Increased Taxes on Crude Oil and Imported Petroleum. The bill will also increase fuel prices. It increases the Superfund tax on crude oil and imported petroleum imposed under IRC Section 4611(c) from 9.7 cents to 16.7 cents per barrel, and indexes this tax for inflation. It also increases other taxes and fees on the fossil fuel sector.

New IRS Enforcement. The bill also relies on expected revenue from increased enforcement by the IRS. The IRS Commissioner has stated that enforcement will be targeted at large corporations and wealthy taxpayers (those with over $400,000 of income).

Increased Drug Cost Sharing. The bill increases cost sharing for certain generic drugs and certain taxpayers under Medicare Part D.

What Do You Get From the Bill?

Extended Health Insurance Premium Tax Credits. The American Rescue Plan Act (ARPA) provided health insurance Premium Tax Credits for taxpayers whose income did not exceed 400% of the poverty line in 2021 and 2022. The bill extends this IRC Section 36B credit through 2025 and increases the subsidy for lower-income households.

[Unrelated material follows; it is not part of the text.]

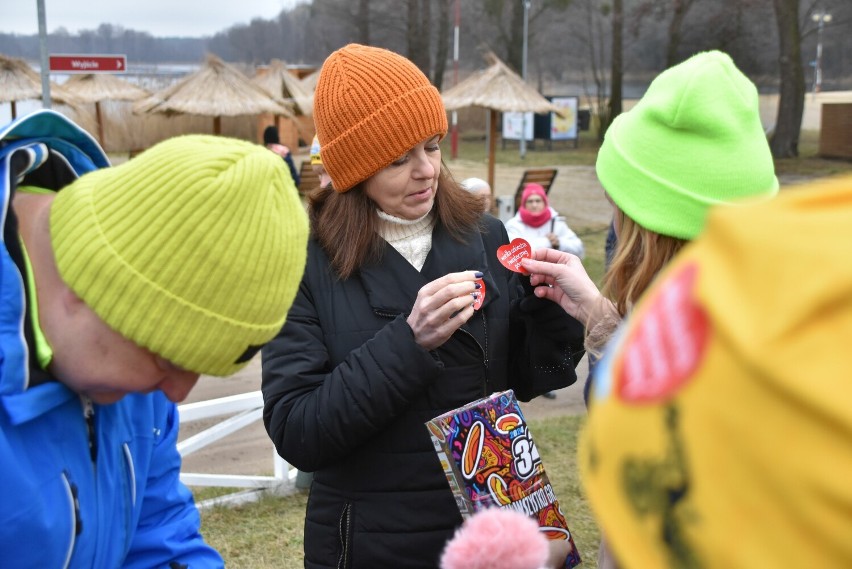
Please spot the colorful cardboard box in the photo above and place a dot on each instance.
(490, 460)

Reduced Drug Costs for Seniors. The bill allows the government to negotiate drug prices for some drugs, and provides for free vaccines for seniors starting in 2023. Insulin prices are also reduced.

Reduced Costs for Hearing Aids. Hearing aids will now be available over the counter without a prescription. This is expected to make them available to more Americans who were unable to afford them before. Questions remain about proper diagnosis of hearing loss, and proper fitting of the devices.

Doubles Research Tax Credit. The bill also amends the research tax credit under IRC Section 41(h)(B). This credit is available to qualified small businesses to offset payroll tax. The bill doubles it to no more than $500,000.

IRS Improvements. Over recent decades, IRS funding has steadily declined, resulting in fewer employees and reduced services. Currently, the IRS has the same number of employees as in WWII, although the number of tax returns to process has increased substantially. In June of 2022, the IRS still had over 11 million suspended personal tax returns from 2021 awaiting manual review by IRS employees. The bill allocates $80 billion over 10 years for a number of IRS purposes, including $3.2 billion for taxpayer education and services, $45.6 billion for enforcement (including digital monitoring), $25.3 billion for operations (including hiring to fill open positions, including another 52,000 expected retirements), and $4.75 billion for new and improved call back services and other technology expected to improve taxpayer experience and improve efficiency.

Green Energy Improvements. The bill includes investment in green energy, including solar and wind power. The credit for electric vehicles under IRC Section 30D increased from $2500 to $3750 and applies to vehicles made in North America (including those built in Canada). It also requires increased wages be paid to workers in these green companies.